Chip Taylor & Carrie Rodriguez – The Trouble With Humans
When it’s a lonesome night in Austin, Chip Taylor will “go hear ol’ Redd [Volkaert] and Earl Poole Ball play a sad one.” And sometimes Taylor needs to get away from it all, so he listens to songs “where wasted words are few/And old John Prine will do.” A master of lyrical detail, Taylor effortlessly transports listeners into his world with lines like those (from “Dirty Little Texas Story” and “Don’t Speak In English”, respectively).
Not one song on The Trouble With Humans feels out-of-place; it feels like a just-right panhandle summer Sunday with all its moods represented. There’s late-morning laziness (“Confessions”), mid-afternoon partying (“All The Rain”), breezy evening reminiscing (“Oh Ireland”).
What might seem like an odd pairing — the man who inspired a million garage bands by writing “Wild Thing” and a classically-trained violinist — proves again be a snug, natural fit. On this follow-up to their first collaborative disc, last year’s Let’s Leave This Town, Taylor’s cragginess and Carrie Rodriguez’ sultry voice mix like Corona and lime, intoxicating and delicious.
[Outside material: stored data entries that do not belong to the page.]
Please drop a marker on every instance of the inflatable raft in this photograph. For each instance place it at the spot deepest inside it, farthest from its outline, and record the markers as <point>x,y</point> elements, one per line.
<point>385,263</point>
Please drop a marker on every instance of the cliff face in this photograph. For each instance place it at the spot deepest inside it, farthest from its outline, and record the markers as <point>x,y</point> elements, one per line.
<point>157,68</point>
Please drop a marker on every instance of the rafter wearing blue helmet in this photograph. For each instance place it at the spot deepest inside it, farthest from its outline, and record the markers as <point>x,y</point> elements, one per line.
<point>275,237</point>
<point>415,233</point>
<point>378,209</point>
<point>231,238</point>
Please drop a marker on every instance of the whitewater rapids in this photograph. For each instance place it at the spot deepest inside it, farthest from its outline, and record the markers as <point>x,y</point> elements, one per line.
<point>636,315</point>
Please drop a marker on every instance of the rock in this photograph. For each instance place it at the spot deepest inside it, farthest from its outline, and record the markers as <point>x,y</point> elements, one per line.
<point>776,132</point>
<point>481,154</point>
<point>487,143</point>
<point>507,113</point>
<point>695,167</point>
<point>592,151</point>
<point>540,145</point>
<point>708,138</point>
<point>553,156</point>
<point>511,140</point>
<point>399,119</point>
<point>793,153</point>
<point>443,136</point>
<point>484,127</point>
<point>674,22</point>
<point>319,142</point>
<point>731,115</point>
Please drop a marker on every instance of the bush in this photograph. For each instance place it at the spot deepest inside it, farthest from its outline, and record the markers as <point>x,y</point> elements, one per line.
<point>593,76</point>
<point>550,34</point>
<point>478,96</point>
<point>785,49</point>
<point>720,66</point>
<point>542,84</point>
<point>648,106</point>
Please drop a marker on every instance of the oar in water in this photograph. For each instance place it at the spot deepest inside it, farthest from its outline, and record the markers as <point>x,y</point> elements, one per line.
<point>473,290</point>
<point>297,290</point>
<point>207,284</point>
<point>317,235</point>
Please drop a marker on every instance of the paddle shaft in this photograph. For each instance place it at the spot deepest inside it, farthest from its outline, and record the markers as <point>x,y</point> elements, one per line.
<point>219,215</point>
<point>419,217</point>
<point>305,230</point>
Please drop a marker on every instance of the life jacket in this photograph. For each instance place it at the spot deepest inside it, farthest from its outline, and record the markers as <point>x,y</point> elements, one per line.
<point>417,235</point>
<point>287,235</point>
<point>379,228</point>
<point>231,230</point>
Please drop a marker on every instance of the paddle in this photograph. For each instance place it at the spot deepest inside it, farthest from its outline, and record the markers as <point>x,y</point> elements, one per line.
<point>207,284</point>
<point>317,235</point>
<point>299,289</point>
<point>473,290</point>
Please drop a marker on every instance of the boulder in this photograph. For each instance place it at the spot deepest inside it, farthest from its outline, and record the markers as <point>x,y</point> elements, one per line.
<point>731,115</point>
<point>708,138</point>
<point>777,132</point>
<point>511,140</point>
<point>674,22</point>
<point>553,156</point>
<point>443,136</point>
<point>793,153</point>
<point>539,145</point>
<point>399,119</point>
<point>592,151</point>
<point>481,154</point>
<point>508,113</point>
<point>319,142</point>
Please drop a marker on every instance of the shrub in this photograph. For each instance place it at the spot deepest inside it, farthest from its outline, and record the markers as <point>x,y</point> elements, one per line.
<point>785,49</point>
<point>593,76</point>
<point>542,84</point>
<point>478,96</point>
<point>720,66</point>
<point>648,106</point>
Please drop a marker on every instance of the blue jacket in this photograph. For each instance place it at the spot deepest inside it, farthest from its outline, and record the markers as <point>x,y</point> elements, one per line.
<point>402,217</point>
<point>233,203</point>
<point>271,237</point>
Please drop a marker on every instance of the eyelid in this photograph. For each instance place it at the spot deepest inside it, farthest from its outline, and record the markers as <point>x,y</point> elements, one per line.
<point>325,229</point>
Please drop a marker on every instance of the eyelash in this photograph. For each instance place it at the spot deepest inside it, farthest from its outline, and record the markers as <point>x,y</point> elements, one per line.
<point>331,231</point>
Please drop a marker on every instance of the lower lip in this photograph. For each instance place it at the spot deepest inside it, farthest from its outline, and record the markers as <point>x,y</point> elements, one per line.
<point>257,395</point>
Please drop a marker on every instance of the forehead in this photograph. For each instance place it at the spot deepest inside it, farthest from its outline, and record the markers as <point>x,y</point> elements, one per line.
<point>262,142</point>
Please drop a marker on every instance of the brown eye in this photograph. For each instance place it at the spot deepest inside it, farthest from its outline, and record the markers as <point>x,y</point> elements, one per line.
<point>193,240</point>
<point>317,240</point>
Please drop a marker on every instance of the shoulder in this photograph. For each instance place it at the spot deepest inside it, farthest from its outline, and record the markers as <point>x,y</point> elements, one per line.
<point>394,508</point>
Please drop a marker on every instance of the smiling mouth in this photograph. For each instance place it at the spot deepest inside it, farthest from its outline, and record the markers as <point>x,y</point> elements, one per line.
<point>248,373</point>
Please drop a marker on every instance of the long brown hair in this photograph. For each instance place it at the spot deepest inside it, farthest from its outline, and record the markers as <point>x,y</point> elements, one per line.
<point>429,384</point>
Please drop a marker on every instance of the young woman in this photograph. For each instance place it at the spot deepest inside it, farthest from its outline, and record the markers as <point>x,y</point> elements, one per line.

In fact, at their best — “Memphis, Texas”, one of three Rodriguez co-writes — it’s hard to imagine one without the other. “I’m a dusty old road by the back of a barn…I’m a sky with no end just tryin’ to rain,” they declare in a duet, sounding like two lost souls who still haven’t found the answers, though they know they belong by each other’s side while they continue looking.